Kaplan’s remarks followed comments from Minneapolis Fed president Neel Kashkari that he would like to publish the plan for the balance sheet reduction “as soon as possible”.

Friday’s session will see a slew of appearances throughout the day, including Chicago Fed chief Charles Evans, SF Fed president John Williams, head of the St. Louis Fed James Bullard and NY Fed chief William Dudley.

3. Eyes on durable goods

On Friday’s data front, investors will focus on durable goods orders for February with expectations for a 1.2% increase in what would be a second sign of upbeat company sentiment for the start of 2017.

Investors will also check out private sector business activity with the release of IHS Markit’s preliminary purchasing managers’ index for March covering both the manufacturing and service sectors.

The reports will offer a preliminary view of business activity ahead of April’s more widely followed publications from the Institute for Supply Management.

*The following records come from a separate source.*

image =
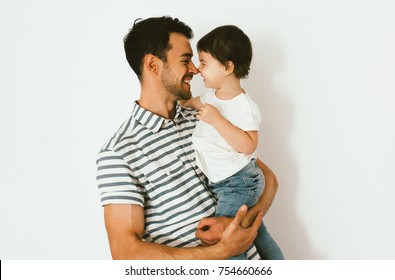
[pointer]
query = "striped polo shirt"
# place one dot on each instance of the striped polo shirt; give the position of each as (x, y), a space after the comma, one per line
(150, 162)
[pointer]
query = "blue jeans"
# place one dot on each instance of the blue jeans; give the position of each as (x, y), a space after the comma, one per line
(245, 187)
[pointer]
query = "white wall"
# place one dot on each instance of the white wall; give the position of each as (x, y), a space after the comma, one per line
(323, 75)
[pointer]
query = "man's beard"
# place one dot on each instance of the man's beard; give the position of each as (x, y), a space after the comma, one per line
(174, 88)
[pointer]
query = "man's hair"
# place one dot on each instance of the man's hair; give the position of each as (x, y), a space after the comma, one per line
(151, 36)
(229, 43)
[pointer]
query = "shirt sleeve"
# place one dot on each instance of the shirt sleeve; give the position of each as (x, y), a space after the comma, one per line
(116, 181)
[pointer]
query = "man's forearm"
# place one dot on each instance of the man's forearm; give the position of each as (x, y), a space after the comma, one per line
(141, 250)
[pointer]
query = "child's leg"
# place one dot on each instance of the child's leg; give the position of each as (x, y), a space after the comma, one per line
(243, 188)
(266, 246)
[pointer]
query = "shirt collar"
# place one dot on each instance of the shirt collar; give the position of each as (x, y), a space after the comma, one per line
(154, 122)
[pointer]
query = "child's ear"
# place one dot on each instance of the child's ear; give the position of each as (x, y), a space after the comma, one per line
(229, 67)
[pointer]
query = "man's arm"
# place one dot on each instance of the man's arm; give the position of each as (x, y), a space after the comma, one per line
(210, 229)
(125, 225)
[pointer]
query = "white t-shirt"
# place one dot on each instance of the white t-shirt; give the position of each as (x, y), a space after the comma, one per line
(214, 156)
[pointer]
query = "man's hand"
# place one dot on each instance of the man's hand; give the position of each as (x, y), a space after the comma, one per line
(236, 239)
(211, 230)
(209, 114)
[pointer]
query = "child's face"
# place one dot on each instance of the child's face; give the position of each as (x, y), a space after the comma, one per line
(212, 71)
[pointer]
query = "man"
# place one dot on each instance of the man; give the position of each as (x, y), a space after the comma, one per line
(153, 194)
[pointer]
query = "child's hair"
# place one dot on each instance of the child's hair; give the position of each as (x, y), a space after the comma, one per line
(229, 43)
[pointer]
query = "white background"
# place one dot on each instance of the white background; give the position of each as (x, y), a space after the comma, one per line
(323, 74)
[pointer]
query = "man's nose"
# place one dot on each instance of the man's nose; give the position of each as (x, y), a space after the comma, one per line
(193, 69)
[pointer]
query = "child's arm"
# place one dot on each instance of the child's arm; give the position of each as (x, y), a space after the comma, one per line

4. Oil heads for third straight weekly loss

Oil recovered some lost territory on Friday, but was still on track for weekly losses of nearly 3% in what would be its third consecutive weekly decline as investors showed concern over record U.S. crude stockpiles and waited for the technical committee meeting this weekend that will analyze compliance by major oil producers on agreed production cuts and where ministers were expected to discuss the possibility of an extension of the deal from June.

Market players also looked ahead to weekly data on U.S. drilling activity from Baker Hughes out later on Friday.

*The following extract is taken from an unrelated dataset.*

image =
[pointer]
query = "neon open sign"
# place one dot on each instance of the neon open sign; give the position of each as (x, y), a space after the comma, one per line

Last week the oil services provider said that the number of active U.S. rigs drilling for oil rose by 14 to 631, the ninth weekly increase in a row.

U.S. crude oil futures gained 0.73% to $48.05 at 5:57AM ET (9:57GMT), while Brent oil traded up 0.71% to $50.92.

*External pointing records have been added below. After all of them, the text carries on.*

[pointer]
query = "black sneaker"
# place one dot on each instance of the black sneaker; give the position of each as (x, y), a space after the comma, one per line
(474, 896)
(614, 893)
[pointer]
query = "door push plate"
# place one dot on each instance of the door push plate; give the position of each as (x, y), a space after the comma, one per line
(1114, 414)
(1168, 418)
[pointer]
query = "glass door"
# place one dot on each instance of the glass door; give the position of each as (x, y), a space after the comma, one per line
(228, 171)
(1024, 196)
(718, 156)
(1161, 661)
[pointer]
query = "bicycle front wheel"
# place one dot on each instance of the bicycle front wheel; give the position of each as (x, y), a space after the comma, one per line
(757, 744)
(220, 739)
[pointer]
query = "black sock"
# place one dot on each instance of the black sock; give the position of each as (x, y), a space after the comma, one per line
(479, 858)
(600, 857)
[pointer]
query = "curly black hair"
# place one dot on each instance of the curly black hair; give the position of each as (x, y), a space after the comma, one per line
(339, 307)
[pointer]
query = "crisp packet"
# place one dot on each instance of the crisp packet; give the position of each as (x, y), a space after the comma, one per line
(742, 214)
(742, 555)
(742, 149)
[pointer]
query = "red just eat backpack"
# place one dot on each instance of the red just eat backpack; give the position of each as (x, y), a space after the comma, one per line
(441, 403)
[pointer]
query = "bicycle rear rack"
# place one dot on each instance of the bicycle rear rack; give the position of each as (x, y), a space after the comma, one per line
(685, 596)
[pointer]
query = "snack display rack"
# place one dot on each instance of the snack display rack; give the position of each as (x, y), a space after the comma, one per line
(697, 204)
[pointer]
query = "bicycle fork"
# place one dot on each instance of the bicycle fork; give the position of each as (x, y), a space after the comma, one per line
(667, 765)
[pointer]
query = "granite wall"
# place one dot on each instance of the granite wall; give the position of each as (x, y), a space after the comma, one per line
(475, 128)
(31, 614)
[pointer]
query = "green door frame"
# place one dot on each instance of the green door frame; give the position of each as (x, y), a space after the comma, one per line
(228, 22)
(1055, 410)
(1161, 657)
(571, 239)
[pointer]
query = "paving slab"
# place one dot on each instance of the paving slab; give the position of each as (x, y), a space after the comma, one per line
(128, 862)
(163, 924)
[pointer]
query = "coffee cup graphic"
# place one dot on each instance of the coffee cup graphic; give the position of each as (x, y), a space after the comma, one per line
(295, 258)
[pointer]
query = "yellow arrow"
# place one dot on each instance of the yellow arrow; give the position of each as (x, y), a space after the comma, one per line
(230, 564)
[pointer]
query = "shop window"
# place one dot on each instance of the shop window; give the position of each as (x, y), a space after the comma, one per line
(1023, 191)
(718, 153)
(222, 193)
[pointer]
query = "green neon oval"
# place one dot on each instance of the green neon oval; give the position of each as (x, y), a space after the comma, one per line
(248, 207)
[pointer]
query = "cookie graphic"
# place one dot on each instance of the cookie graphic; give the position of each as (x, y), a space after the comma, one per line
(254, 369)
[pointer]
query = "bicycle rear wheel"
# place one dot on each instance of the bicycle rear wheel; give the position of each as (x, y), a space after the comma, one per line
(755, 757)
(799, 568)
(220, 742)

5. Euro zone business grows at fastest rate in nearly six years

Ahead of the U.S. data, business growth in the euro zone jumped to nearly a six-year high, according to a survey released Friday by IHS Markit.

In the survey, the market research group Markit said that its flash Euro Zone Composite Output Index, which measures the combined output of both the manufacturing and service sectors, increased to 56.7 in March, from the prior month’s reading of 56.0 and above forecasts a drop to 55.8. That was its highest reading since April 2011.

"There is a nice broad-based strengthening of the euro zone economy, this is a really solid rate of expansion,” IHS Markit chief economist Chris Williamson said.

“It's an economy firing on all cylinders," he added.